Granted, some content is hosted in publishing pages directly, so keep in mind that the previous paragraph’s simple explanation is not making a sweeping statement without any exceptions in SharePoint. But it is fair to say that the majority of the content hosted in SharePoint in done so in lists. Document libraries, under the hood, are really just complex lists, with a customized view that exposes the documents instead of the list items to which the documents are attached.

The reason it is important to understand the structure—how SharePoint content storage is set up—is because different parts of SharePoint security are applied at different “layers.” Some security is applied at the Web application layer, whereas other security is applied at the content item layer. Figure 2 offers an outline of how security is applied within SharePoint 2010.

Note:

Site quotes, audiences, database status, and alternate access mappings are not security features in SharePoint 2010. Site quotes and database status instead are focused on setting capacity limits, alternate access mappings provide alternate URLs to the existing content, and audiences are really a view-crafting feature.

Security is commonly thought of as being applied to content, and although this is certainly true within SharePoint 2010, security is more than this. Security is about access—access to content, but also access to the containers that host the content. So it is reasonable to assume that by blocking access to a container at an upper layer, such as a Web application, you can effectively block access to an entire set of content without having to visit and configure each list in which the content resides.

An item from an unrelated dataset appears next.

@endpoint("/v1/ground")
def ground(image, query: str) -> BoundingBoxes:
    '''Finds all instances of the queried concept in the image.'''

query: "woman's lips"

The interplay of security settings at the different layers within SharePoint will force the information technology (IT) team and SharePoint users to communicate better about how security should be set. The product is designed to allow the management of security settings applied directly to content by nontechnical end users who are the owners of the content. IT personnel don’t (at least not often) get involved in this process. However, there are some settings that are configured only by the IT administrators (or SharePoint farm administrations if you have a separate team managing your SharePoint deployment) through Central Administration, because they are only available in the Central Administration interface or through Windows PowerShell.

You might think that the appropriate manager of a particular SharePoint “layer” should be the individual who would make changes to the security settings for that layer. But since many of these security settings affect other settings in other layers, it is critical to maintain communication and coordination between those involved to ensure that SharePoint is secured correctly.